2.3. Measurement Parameters

Radiographs were taken before and immediately after the surgery, and at the final follow-up in the standing position for those who could stand, and in the sitting or supine position for those who could not stand. The radiological evaluation included the local kyphotic angle (LKA), which was defined as the angle between the upper endplate of the proximal adjacent vertebra and the lower endplate of the caudal adjacent vertebra, and the correction loss angle, which was defined as the difference in the LKA immediately after surgery and at the final follow-up. In addition, the definition of bone fusion was the presence of bone bridging between a fractured vertebra and its adjacent vertebra, which was confirmed with the coronal or sagittal view of computed tomography (CT).

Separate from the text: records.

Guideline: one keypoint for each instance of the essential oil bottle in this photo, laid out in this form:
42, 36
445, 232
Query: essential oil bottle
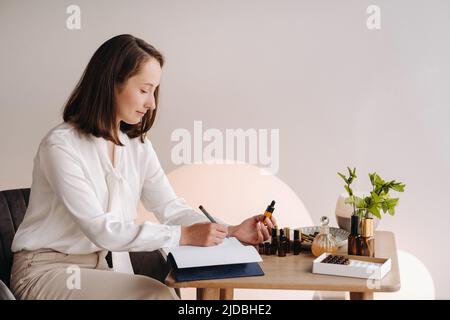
353, 238
274, 242
366, 242
296, 245
269, 211
282, 244
287, 234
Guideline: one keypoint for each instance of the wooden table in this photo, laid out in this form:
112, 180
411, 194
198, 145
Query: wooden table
295, 273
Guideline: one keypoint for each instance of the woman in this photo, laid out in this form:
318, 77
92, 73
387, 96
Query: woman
90, 172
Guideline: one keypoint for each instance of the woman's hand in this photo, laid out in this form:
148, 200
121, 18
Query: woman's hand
253, 230
203, 234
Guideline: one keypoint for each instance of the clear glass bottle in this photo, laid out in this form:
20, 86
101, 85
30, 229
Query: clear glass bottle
324, 241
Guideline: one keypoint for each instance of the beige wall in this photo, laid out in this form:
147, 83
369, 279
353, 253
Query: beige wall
339, 93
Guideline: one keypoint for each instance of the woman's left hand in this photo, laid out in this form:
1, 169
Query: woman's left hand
253, 230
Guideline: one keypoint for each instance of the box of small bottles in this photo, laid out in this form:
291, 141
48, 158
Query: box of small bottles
352, 266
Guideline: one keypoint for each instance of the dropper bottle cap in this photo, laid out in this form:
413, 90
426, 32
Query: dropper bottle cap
271, 206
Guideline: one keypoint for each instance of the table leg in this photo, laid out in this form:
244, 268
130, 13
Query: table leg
208, 293
361, 295
226, 294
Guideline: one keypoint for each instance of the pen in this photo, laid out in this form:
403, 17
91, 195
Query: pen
207, 214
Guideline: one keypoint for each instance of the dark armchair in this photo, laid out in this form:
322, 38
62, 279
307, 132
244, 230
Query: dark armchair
13, 205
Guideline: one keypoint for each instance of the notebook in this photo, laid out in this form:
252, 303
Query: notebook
229, 259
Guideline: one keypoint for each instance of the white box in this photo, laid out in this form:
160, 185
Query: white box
359, 267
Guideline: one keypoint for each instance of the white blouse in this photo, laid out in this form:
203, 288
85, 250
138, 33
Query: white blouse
80, 203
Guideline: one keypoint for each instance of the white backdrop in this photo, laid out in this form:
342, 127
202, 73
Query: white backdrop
339, 93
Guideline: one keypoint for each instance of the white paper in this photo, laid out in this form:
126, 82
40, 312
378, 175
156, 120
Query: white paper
230, 251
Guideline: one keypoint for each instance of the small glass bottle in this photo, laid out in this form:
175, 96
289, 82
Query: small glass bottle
269, 211
353, 238
366, 242
287, 234
324, 241
261, 248
274, 242
296, 245
282, 244
267, 248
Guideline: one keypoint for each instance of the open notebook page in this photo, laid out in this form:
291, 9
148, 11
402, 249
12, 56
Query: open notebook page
230, 251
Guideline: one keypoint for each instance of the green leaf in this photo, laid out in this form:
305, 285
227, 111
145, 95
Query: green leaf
398, 186
391, 211
375, 211
343, 177
375, 197
350, 192
360, 203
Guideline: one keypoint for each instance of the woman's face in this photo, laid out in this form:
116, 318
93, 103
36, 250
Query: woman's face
137, 96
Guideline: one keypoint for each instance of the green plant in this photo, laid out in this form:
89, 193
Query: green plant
379, 199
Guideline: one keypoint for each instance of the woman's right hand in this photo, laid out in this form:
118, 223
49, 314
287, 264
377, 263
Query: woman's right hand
203, 234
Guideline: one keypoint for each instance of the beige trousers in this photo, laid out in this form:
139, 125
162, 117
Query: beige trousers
47, 274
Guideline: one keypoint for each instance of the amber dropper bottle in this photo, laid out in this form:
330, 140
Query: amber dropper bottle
274, 242
367, 239
287, 234
354, 237
269, 211
297, 245
282, 244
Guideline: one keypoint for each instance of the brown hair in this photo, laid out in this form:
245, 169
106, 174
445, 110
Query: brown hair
91, 107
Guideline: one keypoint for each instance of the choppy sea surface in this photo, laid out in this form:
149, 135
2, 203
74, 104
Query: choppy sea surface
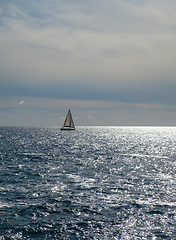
91, 183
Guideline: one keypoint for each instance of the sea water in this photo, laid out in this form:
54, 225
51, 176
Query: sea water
91, 183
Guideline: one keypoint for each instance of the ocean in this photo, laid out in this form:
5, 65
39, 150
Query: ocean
91, 183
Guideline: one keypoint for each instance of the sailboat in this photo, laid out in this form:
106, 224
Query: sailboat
68, 124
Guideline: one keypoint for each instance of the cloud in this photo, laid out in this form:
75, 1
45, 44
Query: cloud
96, 51
89, 117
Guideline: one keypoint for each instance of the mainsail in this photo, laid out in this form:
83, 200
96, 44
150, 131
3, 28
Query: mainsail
68, 124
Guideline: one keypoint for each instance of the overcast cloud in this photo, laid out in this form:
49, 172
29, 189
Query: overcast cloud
117, 53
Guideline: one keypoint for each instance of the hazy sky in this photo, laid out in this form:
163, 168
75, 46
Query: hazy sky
112, 62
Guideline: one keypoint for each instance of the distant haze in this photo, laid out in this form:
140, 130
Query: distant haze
110, 62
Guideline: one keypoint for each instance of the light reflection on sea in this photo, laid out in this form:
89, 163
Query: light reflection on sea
92, 183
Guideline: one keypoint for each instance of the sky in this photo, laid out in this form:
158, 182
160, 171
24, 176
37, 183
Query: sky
113, 63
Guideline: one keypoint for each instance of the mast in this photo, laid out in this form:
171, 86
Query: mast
68, 124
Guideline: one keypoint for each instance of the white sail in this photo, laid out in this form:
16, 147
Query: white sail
68, 124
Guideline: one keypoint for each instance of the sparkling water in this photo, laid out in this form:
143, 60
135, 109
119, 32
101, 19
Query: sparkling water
91, 183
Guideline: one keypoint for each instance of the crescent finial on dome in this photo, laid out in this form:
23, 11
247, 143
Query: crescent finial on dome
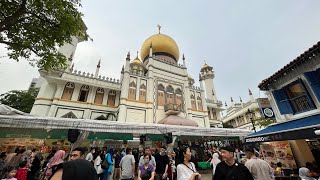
159, 28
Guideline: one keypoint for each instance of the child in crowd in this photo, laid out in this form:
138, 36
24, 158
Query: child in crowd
22, 171
10, 173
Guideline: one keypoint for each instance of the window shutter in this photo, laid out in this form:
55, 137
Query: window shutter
282, 101
313, 78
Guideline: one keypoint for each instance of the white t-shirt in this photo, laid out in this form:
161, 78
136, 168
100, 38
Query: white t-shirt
184, 173
126, 166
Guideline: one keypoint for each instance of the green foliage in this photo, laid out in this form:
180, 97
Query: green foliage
32, 29
21, 100
226, 125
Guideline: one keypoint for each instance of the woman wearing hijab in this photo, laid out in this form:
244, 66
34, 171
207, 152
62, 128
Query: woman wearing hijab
186, 170
54, 162
214, 161
35, 166
107, 173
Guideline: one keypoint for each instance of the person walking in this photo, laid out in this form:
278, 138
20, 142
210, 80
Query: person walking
146, 171
186, 170
117, 158
228, 169
162, 164
89, 156
127, 165
54, 162
97, 164
108, 172
259, 168
152, 160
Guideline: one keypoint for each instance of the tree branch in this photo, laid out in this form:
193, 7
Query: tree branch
8, 21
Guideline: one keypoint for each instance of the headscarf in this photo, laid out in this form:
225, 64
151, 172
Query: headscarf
57, 158
304, 174
78, 169
26, 156
215, 159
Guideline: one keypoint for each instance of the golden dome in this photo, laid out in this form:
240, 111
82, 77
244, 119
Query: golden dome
161, 43
136, 60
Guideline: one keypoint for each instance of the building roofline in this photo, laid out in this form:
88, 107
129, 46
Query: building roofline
303, 58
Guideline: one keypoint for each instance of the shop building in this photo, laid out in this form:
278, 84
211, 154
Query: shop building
294, 94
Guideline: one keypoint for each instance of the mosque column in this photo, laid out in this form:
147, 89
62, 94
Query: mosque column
138, 88
124, 91
187, 100
150, 96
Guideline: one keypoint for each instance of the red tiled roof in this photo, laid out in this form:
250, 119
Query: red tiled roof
307, 55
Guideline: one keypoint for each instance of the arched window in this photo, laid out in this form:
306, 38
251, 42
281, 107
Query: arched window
178, 96
111, 98
132, 91
99, 96
143, 90
199, 101
169, 95
160, 95
69, 115
68, 91
84, 91
193, 102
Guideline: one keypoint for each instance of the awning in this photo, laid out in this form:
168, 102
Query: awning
292, 130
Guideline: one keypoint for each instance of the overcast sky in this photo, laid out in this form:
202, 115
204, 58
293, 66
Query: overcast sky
245, 41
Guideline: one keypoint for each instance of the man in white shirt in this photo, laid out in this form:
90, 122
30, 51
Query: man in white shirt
259, 168
127, 165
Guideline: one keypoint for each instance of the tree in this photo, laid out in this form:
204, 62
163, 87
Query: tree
20, 100
32, 29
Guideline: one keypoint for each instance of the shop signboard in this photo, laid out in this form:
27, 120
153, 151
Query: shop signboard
280, 151
265, 108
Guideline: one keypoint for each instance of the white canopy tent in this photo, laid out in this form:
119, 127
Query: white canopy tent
48, 123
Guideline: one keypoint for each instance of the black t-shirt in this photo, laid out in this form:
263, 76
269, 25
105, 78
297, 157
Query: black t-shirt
161, 162
239, 172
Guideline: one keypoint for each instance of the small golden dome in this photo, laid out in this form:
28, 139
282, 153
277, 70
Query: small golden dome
136, 60
161, 43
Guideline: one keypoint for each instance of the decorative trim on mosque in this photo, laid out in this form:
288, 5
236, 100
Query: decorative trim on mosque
131, 100
78, 102
91, 76
157, 58
197, 110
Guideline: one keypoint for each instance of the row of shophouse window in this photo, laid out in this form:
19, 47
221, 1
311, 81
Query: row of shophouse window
84, 92
295, 97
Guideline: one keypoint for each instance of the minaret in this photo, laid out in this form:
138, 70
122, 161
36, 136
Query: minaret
207, 75
98, 69
150, 51
69, 49
251, 96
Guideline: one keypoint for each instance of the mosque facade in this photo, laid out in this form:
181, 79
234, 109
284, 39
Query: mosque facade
154, 88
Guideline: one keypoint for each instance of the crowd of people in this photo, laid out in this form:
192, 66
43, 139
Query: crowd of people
110, 164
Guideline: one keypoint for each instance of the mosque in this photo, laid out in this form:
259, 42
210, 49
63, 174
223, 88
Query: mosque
153, 89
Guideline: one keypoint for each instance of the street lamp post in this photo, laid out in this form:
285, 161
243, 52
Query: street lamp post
250, 116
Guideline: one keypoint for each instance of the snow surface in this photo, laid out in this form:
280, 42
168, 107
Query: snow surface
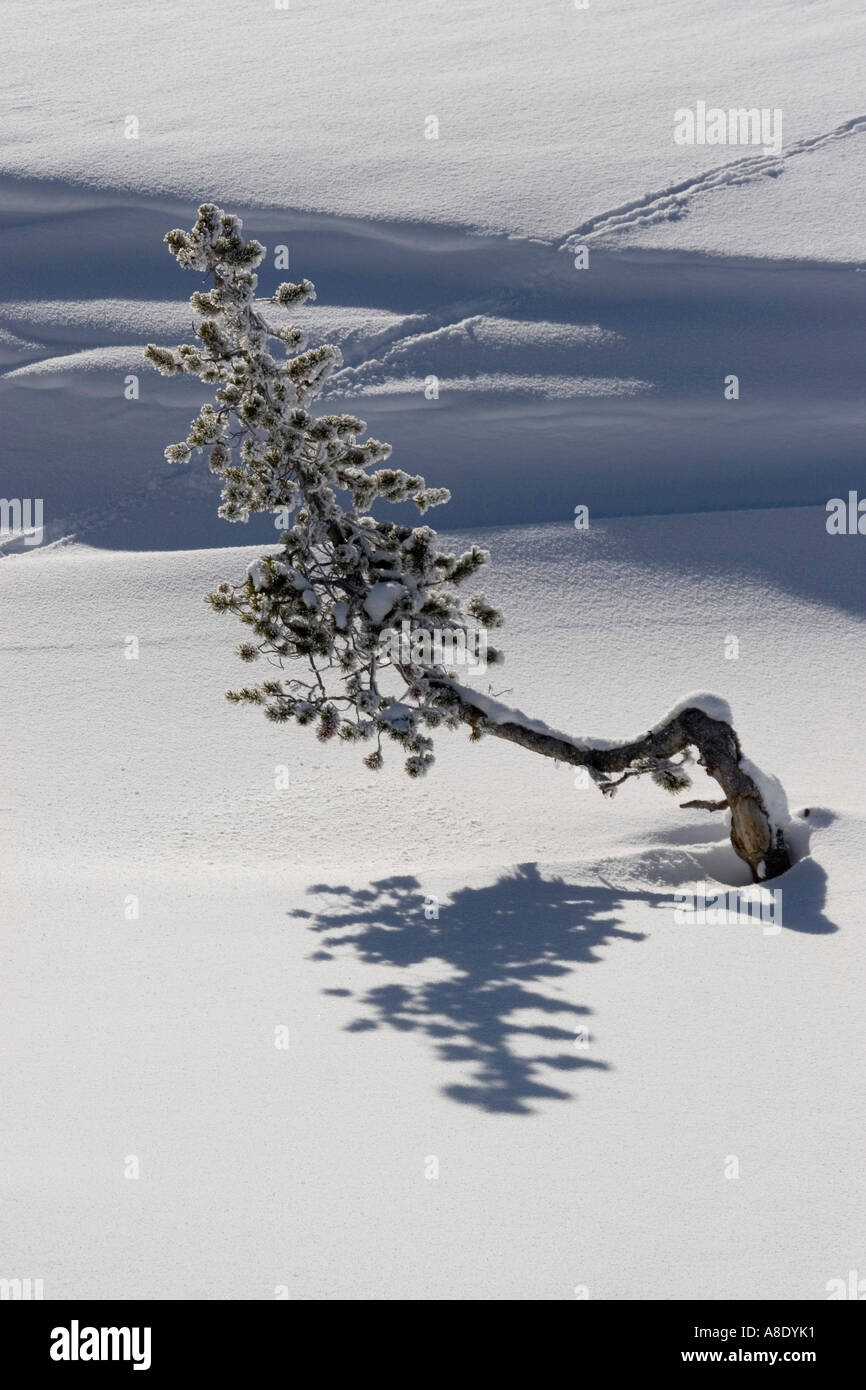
455, 1037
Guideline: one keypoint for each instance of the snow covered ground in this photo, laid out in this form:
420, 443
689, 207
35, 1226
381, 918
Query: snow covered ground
553, 1086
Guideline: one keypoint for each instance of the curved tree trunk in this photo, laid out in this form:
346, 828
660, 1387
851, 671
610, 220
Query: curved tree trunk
754, 836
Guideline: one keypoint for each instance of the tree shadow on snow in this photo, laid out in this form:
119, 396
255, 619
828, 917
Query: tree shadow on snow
489, 979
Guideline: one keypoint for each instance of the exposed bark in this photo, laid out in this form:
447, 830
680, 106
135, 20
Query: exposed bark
754, 836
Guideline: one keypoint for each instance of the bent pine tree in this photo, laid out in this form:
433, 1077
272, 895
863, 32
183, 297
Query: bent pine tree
344, 580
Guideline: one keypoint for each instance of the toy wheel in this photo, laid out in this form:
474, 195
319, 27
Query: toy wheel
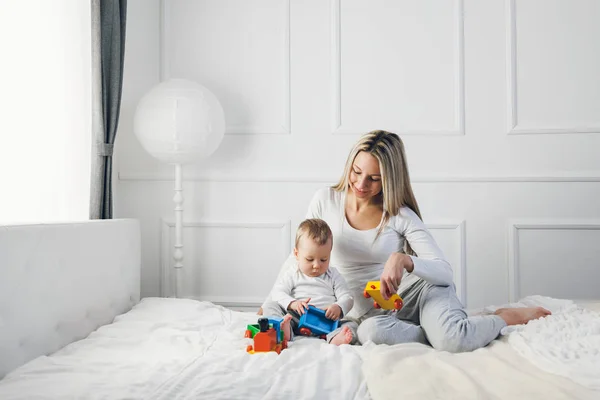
305, 331
398, 304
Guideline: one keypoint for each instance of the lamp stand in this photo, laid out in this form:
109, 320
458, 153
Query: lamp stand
178, 253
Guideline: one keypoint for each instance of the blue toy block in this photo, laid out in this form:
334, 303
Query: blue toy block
276, 323
315, 320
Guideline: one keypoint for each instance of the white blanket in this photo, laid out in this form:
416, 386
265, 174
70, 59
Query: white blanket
552, 358
174, 348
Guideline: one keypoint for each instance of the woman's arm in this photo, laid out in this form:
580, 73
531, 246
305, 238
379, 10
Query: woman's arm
429, 264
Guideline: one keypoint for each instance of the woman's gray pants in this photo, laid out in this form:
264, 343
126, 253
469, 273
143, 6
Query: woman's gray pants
432, 315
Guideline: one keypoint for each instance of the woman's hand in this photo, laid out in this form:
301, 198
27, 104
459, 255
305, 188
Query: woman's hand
392, 273
333, 312
300, 306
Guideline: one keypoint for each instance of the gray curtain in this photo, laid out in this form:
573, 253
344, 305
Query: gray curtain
108, 50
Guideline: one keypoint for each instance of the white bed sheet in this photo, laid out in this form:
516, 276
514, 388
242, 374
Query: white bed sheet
557, 357
176, 348
180, 349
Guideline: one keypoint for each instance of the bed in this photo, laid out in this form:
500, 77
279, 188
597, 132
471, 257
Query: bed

Mechanical failures were classified as follows: (1) 3 mm or more endplate injury by immediate postoperative X-ray or CT, (2) cage flotation, which was the gap between the cage and the endplate by immediate postoperative X-ray or CT, (3) 3 mm or more cage subsidence at the final follow-up X-ray or CT, (4) fractures of the upper instrumented vertebra (UIV) or the lower instrumented vertebra (LIV), (5) adjacent vertebral body fracture (AVF), and (6) loosening of the pedicle screws (PS).

The clinical evaluations included perioperative complications, surgical site infection, and ability of daily living (ADL) at the baseline and at the final follow-up, which were classified into 4 stages: stage 1: able to walk independently, stage 2: able to walk with assistance, stage 3: able to sit independently, and stage 4: unable to sit unaided [22].

For statistical analysis, comparisons between the two groups were conducted using the t-test (normality) and the Mann-Whitney U test (non-normality), and the χ2 test or the Fisher’s exact test were used for the variables.

3. Results

The patients’ demographics and surgical outcomes are listed in Table 1. The mean preoperative LKA was 29.3° (−21–62), which was corrected to −0.3° (−24–23) after the surgery with a correction angle of 29.6° (−1–54). LKA was 4.6° (−26–41) at the final follow-up with a mean correction loss angle of 4.9° (−15–20). Mechanical failures occurred in 26 patients (68.4%), some of whom showed more than one failure, out of which were cage subsidence in 10 patients (26.3%), UIV or LIV fracture in 12 patients (31.6%), AVF in 2 patients (5.3%), intraoperative endplate injury in 3 patients (7.9%), cage floatation in 3 patients (7.9%), and PS loosening in 8 patients (21.1%) (Table 1). All 38 patients had bone fusion at the vertebral body replacement site evaluated by CT at the final follow-up.

As cage subsidence was observed in a quarter of patients, the factors related to this were further evaluated by comparing the patient groups with and without cage subsidence. As a result, the mean number of fixed vertebrae was 5.4 ± 4.5 in the group with cage subsidence and 7.4 ± 3.6 in the group without cage subsidence. The number of fixed vertebrae was significantly less in the cage subsidence group (p = 0.003) (Table 2).

Table 2

Comparison between patients with cage subsidence (+) and without cage subsidence (−).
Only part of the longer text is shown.